Os testes do Recovery estão em andamento desde março e incluíram a hidroxicloroquina, utilizada no tratamento da malária, que agora foi descartada em meio a preocupações de que aumenta o risco de morte e os problemas cardíacos.

O remdesivir, um antiviral que parece diminuir o tempo de recuperação dos pacientes com coronavírus, já está sendo disponibilizado no sistema de saúde do Reino Unido.

Conforme divulgado pelo blog da Bela Megale , o Hospital Sírio-Libanês iniciou em abril uma pesquisa com a dexametasona.
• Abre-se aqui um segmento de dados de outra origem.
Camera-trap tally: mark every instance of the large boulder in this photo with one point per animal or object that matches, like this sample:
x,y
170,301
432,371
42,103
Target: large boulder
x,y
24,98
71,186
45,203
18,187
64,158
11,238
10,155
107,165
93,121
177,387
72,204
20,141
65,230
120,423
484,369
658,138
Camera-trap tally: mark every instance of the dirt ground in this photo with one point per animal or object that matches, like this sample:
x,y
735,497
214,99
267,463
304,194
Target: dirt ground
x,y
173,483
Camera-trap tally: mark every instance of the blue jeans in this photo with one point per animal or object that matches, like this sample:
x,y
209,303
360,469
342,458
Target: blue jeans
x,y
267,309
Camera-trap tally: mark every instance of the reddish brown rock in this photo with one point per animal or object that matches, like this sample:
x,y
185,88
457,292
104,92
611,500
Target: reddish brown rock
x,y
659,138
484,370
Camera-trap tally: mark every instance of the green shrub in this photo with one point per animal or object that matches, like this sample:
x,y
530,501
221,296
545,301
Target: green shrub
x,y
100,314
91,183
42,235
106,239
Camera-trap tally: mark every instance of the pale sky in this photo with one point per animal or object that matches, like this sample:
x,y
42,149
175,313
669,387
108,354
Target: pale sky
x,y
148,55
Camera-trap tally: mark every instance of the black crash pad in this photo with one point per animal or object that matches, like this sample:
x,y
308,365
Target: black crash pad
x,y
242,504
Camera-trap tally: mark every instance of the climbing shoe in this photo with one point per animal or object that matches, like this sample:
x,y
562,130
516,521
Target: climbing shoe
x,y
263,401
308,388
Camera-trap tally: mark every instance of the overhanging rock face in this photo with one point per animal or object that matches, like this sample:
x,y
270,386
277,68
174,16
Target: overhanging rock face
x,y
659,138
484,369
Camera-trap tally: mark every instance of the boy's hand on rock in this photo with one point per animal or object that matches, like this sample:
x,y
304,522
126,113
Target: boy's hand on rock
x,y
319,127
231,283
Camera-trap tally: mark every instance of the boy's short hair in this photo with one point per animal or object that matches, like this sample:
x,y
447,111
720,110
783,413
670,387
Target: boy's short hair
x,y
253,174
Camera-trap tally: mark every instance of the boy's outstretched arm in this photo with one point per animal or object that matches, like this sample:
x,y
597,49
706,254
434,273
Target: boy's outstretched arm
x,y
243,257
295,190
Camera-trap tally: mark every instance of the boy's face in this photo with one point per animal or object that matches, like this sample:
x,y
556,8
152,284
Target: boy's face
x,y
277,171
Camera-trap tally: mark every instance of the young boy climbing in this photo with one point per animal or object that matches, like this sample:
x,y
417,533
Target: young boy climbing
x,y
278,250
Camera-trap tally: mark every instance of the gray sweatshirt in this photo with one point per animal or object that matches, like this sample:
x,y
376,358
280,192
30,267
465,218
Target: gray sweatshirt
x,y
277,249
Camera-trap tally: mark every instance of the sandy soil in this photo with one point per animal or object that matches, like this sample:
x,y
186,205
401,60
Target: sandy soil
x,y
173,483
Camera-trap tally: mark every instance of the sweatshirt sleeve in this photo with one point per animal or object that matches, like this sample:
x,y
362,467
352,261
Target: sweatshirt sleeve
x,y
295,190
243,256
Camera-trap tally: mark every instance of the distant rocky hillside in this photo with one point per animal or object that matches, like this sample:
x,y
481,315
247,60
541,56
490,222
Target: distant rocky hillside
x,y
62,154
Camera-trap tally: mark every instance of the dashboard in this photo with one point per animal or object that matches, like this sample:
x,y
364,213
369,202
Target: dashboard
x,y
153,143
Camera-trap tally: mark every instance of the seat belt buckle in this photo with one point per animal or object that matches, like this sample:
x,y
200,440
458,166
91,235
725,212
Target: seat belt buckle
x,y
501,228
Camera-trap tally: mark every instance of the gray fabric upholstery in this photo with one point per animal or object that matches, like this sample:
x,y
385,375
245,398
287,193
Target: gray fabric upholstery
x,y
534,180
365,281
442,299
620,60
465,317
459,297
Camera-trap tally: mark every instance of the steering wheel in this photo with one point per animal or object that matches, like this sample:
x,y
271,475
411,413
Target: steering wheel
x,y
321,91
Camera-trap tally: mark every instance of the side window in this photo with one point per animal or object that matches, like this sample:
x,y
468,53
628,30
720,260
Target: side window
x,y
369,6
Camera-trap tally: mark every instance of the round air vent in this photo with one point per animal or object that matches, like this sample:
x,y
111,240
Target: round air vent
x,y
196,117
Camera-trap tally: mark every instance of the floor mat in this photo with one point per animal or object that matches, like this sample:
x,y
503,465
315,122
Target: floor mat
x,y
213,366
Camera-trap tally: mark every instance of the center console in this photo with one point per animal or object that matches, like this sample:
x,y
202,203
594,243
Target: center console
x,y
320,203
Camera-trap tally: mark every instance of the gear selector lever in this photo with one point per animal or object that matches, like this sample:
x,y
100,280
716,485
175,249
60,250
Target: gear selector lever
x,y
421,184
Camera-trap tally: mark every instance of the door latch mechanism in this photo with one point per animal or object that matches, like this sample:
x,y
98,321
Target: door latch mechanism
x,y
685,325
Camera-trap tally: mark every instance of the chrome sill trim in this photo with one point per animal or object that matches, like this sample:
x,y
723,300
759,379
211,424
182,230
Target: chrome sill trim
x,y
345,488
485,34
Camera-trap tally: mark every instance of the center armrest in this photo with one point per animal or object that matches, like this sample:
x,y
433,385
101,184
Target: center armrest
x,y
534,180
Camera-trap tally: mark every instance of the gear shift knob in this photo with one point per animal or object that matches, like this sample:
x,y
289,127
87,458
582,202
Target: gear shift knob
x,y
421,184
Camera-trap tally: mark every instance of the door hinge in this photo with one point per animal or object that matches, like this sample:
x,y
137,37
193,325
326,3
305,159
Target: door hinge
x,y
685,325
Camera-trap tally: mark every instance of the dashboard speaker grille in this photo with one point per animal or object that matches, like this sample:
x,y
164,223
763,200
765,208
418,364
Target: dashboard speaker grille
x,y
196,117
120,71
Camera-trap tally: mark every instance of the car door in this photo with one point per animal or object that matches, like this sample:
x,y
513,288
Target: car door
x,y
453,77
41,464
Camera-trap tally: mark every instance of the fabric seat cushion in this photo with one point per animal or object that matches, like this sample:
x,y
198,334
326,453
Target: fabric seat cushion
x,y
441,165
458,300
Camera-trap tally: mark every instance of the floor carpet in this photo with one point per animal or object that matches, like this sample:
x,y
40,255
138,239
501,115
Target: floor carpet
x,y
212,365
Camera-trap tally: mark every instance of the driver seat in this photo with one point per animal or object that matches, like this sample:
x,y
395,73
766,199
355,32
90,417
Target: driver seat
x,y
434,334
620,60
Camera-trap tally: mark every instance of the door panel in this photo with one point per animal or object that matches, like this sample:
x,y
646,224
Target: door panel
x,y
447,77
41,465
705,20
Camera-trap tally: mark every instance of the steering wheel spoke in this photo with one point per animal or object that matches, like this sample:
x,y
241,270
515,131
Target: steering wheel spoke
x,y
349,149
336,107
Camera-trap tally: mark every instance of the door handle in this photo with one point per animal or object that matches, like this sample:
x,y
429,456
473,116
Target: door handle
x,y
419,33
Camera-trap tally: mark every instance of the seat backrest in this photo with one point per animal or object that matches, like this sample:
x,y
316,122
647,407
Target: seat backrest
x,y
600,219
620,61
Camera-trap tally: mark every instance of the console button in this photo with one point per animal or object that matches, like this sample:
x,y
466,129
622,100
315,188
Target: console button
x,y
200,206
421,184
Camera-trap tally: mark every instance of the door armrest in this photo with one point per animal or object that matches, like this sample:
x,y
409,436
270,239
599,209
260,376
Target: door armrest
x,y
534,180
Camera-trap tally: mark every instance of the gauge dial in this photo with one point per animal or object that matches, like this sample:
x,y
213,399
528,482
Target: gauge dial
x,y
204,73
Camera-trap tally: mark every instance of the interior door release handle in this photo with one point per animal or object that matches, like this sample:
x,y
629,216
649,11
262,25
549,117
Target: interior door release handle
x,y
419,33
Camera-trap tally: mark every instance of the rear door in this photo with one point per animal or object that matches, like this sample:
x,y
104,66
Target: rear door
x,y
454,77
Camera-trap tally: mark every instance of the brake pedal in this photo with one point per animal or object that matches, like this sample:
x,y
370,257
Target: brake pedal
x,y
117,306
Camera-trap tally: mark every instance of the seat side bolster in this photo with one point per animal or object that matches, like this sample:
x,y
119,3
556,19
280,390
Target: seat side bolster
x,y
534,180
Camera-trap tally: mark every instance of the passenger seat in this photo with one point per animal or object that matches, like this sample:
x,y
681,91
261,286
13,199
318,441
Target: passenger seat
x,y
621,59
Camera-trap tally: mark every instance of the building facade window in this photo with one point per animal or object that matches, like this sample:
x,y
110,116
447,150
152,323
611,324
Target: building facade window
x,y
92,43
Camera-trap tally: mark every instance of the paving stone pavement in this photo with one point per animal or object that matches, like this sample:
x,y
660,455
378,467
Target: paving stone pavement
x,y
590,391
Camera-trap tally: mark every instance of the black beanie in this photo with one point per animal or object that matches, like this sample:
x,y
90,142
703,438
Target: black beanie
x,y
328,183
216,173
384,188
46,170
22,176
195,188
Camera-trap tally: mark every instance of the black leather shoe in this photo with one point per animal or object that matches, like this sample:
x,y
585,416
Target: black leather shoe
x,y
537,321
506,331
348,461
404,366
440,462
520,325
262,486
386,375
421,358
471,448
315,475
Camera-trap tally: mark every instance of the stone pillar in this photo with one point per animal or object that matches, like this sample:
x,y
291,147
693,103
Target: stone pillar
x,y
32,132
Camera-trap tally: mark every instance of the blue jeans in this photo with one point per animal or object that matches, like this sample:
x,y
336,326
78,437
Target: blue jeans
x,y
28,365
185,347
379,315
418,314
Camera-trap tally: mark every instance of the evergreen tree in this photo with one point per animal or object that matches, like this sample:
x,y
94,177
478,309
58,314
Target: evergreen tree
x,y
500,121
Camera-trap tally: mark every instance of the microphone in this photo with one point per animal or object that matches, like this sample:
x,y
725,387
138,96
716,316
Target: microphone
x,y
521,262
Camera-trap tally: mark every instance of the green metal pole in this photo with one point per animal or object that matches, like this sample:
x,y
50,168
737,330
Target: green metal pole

A pesquisa é formada por hospitais de ponta como Sírio, Albert Einstein e Oswaldo Cruz.

Sem corrida às farmácias

Especialistas esplicam que, quando indicado, os pacientes internados devem receber o tratamento sem demora, mas as pessoas não devem sair de casa para comprar a dexametasona nas farmácias. O estudo não indica que o corticoide ajude as pessoas com sintomas mais leves da Covid-19.

Segundo o médico Luciano Azevedo, os efeitos colaterais da dexametasona incluem riscos de infecção e alterações na glicose. Por isso, o uso do medicamento só deve ser feito no hospital, apesar de não ser necessária receita médica nas farmácias.

- Ele é um antiinflamatório da classe dos corticoides, como remédios de asma. A grande preocupação é as pessoas começarem a usar indiscriminadamente. Se a pessoa é diabética, por exemplo, a glicose pode compensar. Antes que as pessoas comecem a usar para prevenir Covid-19, é importante dizer que ele só é indicado para quem está hospitalizado - explica.